Explore predicted and explanatory variables

less than 1 minute read

Predicted variable: Larceny index

The Larceny Index for a block group would be equal to total number of larceny incidents divided by total population in the block group and then times 100,000. The following hvplot shows larceny index in each block group.

From the histogram of actual larceny index as below, most block groups have larceny index less than 500,000, there are some over 1 million, the maximum even reaches to 6,000,000. hist-larceny index

Explanatory variables

Correlation of all explanatory variables

The absolute values of all correlation indexes are smaller than 0.8, so we considered that all explanatory variables could be included in our model. Correlation among variables

Pairplots

We used pairplots to show the relations between explanatory variables in detail. In this step, we produced the pairplots based on the general categories: demographic, housing, land use, and 311-related.

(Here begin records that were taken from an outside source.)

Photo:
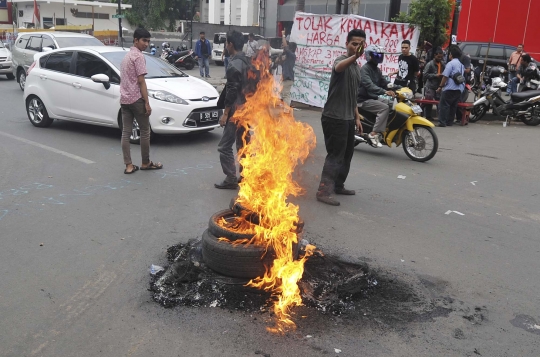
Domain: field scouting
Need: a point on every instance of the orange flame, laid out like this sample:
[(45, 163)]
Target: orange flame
[(278, 144)]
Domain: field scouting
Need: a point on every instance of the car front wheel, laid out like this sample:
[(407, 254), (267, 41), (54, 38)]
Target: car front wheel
[(21, 78)]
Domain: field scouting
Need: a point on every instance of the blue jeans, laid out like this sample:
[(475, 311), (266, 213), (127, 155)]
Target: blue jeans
[(512, 83), (204, 63), (226, 59)]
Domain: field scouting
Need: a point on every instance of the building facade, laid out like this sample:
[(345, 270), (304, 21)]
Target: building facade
[(69, 12)]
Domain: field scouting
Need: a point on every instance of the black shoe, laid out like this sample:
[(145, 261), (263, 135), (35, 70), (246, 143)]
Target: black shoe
[(327, 199), (344, 191), (226, 185)]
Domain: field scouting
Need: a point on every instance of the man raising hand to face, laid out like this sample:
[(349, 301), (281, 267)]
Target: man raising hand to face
[(339, 118)]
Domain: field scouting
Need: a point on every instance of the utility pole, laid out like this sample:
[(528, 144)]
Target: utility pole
[(120, 40)]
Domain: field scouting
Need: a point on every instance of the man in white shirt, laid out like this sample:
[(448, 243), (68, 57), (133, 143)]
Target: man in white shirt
[(252, 46)]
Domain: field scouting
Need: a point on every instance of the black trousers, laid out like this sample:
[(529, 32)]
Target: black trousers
[(339, 142)]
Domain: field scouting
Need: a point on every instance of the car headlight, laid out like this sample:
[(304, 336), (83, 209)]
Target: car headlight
[(166, 97)]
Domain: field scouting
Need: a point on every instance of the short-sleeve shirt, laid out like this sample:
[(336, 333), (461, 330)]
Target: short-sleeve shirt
[(133, 66), (342, 92), (453, 67), (407, 67)]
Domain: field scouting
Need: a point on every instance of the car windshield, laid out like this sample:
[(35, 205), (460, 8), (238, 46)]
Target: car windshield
[(64, 42), (156, 68)]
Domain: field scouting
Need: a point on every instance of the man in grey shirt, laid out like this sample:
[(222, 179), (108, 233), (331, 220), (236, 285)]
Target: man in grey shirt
[(339, 118)]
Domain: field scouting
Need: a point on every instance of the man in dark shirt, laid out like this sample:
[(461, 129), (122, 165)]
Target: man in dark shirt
[(339, 118), (234, 97), (203, 49), (287, 66), (409, 67)]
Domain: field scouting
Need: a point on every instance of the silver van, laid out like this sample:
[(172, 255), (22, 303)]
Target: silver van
[(28, 44)]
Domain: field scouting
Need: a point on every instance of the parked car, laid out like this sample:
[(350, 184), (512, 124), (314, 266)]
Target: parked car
[(82, 84), (498, 53), (5, 61), (28, 44)]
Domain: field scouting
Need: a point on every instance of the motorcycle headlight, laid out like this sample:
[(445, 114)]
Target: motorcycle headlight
[(407, 95), (166, 97)]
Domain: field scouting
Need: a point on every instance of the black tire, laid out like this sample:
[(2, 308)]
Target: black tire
[(135, 137), (478, 113), (237, 261), (37, 113), (408, 144), (215, 229), (21, 78)]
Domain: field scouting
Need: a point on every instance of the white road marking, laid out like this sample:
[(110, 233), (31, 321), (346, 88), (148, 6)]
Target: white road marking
[(45, 147)]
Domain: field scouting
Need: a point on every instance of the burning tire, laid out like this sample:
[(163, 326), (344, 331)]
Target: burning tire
[(237, 261), (219, 231)]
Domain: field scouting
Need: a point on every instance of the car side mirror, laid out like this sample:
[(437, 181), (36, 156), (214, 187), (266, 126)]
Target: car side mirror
[(102, 78)]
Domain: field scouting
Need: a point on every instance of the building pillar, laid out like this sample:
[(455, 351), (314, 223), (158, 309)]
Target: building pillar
[(247, 13), (214, 11)]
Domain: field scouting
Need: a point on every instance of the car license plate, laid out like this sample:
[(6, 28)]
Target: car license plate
[(417, 109), (209, 116)]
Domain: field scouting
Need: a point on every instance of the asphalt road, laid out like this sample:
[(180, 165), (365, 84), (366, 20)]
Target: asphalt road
[(77, 239)]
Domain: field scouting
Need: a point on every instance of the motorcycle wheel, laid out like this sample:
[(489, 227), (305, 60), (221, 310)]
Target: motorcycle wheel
[(426, 146), (477, 113)]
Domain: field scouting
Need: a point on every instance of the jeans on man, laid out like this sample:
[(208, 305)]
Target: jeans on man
[(339, 142), (431, 94), (448, 107), (512, 83), (226, 63), (130, 112), (380, 109), (462, 99), (204, 67), (231, 133)]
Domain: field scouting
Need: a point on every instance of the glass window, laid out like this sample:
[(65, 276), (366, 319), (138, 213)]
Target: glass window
[(156, 67), (34, 44), (22, 42), (471, 50), (48, 42), (89, 65), (59, 61), (43, 61), (495, 52), (78, 41)]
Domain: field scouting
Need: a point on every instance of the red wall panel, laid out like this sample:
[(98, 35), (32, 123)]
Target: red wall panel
[(503, 21)]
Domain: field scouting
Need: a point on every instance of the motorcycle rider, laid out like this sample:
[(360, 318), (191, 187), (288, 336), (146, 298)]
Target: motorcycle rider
[(372, 85), (527, 71)]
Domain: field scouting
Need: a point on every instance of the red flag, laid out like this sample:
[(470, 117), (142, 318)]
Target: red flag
[(37, 16)]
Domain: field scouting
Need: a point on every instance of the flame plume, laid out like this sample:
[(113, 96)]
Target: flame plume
[(277, 145)]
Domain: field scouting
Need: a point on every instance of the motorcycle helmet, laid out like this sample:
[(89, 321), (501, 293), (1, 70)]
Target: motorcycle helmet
[(374, 52)]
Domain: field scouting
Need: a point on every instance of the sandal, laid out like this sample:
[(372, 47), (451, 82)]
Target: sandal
[(152, 166), (135, 168)]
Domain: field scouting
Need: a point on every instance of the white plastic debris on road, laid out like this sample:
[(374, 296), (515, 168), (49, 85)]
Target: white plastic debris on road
[(154, 269)]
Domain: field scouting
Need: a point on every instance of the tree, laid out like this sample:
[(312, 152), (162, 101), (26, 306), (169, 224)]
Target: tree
[(432, 17), (156, 13)]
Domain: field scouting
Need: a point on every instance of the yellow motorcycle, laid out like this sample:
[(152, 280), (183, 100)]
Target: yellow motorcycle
[(405, 126)]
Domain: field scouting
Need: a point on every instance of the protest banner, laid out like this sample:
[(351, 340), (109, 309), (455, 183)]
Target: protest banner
[(321, 39)]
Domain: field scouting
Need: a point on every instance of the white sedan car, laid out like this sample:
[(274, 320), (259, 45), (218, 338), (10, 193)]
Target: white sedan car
[(83, 85)]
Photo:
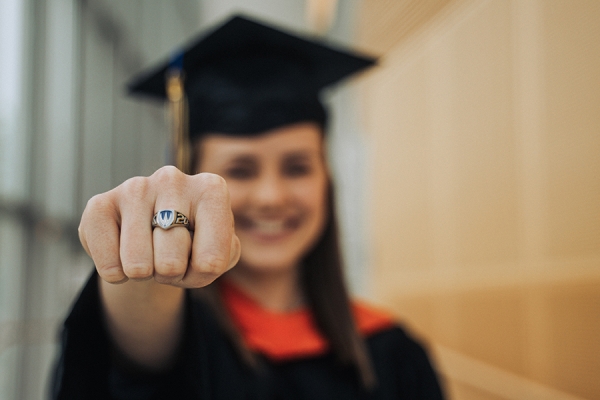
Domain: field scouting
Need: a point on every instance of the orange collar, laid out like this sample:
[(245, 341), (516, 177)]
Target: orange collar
[(285, 336)]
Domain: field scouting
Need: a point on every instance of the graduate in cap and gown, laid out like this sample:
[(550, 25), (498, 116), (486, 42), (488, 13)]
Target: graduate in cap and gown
[(166, 315)]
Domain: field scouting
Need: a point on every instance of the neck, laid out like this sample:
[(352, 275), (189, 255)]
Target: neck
[(276, 291)]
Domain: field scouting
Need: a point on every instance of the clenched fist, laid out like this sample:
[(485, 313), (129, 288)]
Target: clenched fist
[(116, 230)]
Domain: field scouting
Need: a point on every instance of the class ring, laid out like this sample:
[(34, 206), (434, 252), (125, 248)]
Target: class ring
[(167, 219)]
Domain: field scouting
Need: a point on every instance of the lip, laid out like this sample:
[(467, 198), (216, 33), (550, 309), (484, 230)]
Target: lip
[(267, 229)]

1. Pairplot of demographic data Pairplot-Demo

2. Pairplot of housing data Pairplot-Housing

3. Pairplot of land use data Pairplot-Land use

4. Pairplot of 311-related data Pairplot-311

As the above pairplots show, in each general category, there are no two explanatory variables which have obvious linear relationship to each other. Thus, it proves that all explanatory variables could be included in the model without worrying about multicollinearity.